Find the equation of the circle \((x-1/2)^2+y^2=1/4\) in polar coordinates.

**Solution**

Again substituting: \((r\cos\theta-1/2)^2+r^2\sin^2\theta=1/4\). A bit of algebra turns this into \(r=\cos(t)\). You should try plotting a few \((r,\theta)\) values to convince yourself that this makes sense.

Example 10.1.5

Graph the polar equation \(r=\theta\).

**Solution**

Here the distance from the origin exactly matches the angle, so a bit of thought makes it clear that when \(\theta\ge0\) we get the spiral of Archimedes in figure 10.1.4. When \(\theta < 0\), \(r\) is also negative, and so the full graph is the right hand picture in the figure.

* Figure 10.1.4. The spiral of Archimedes and the full graph of \(r=\theta\)*.

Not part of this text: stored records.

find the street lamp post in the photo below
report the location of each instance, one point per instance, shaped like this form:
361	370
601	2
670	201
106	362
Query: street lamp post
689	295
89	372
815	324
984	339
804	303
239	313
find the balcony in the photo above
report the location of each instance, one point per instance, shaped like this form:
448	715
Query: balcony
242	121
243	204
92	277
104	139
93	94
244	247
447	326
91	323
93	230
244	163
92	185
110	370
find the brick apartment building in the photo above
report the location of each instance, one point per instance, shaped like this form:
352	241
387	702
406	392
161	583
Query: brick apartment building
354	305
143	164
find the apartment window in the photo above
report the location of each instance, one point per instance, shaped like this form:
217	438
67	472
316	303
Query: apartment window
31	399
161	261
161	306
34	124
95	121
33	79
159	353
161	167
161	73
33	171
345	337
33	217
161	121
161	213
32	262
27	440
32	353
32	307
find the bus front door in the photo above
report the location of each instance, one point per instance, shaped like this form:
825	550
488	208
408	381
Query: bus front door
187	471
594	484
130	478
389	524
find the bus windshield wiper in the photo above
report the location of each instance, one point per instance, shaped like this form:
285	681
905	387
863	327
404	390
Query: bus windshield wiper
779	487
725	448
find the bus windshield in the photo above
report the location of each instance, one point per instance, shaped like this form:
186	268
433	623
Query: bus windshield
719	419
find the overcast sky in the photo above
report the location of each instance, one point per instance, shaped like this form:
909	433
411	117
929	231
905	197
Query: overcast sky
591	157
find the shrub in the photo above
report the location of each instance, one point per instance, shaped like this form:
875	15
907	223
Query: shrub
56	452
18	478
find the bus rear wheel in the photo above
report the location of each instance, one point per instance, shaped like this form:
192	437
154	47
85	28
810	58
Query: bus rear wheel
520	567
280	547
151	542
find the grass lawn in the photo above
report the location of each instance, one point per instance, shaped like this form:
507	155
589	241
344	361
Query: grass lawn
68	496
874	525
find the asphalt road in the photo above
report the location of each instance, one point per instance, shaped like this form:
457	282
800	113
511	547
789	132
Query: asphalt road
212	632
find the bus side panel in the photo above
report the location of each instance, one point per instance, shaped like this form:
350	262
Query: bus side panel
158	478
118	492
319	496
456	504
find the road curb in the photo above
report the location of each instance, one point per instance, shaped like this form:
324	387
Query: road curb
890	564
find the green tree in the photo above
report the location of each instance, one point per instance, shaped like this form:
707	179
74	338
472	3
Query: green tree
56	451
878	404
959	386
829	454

Converting polar equations to rectangular equations can be somewhat trickier, and graphing polar equations directly is also not always easy.

Example 10.1.6

Graph \(r=2\sin\theta\).

**Solution**

Because the sine is periodic, we know that we will get the entire curve for values of \(\theta\) in \([0,2\pi)\). As \(\theta\) runs from 0 to \(\pi/2\), \(r\) increases from 0 to 2. Then as \(\theta\) continues to \(\pi\), \(r\) decreases again to 0. When \(\theta\) runs from \(\pi\) to \(2\pi\), \(r\) is negative, and it is not hard to see that the first part of the curve is simply traced out again, so in fact we get the whole curve for values of \(\theta\) in \([0,\pi)\). Thus, the curve looks something like figure 10.1.5. Now, this suggests that the curve could possibly be a circle, and if it is, it would have to be the circle \(x^2+(y-1)^2=1\). Having made this guess, we can easily check it. First we substitute for \(x\) and \(y\) to get \((r\cos\theta)^2+(r\sin\theta-1)^2=1\); expanding and simplifying does indeed turn this into \(r=2\sin\theta\).

**Figure 10.1.5.** Graph of \(r=2\sin\theta\).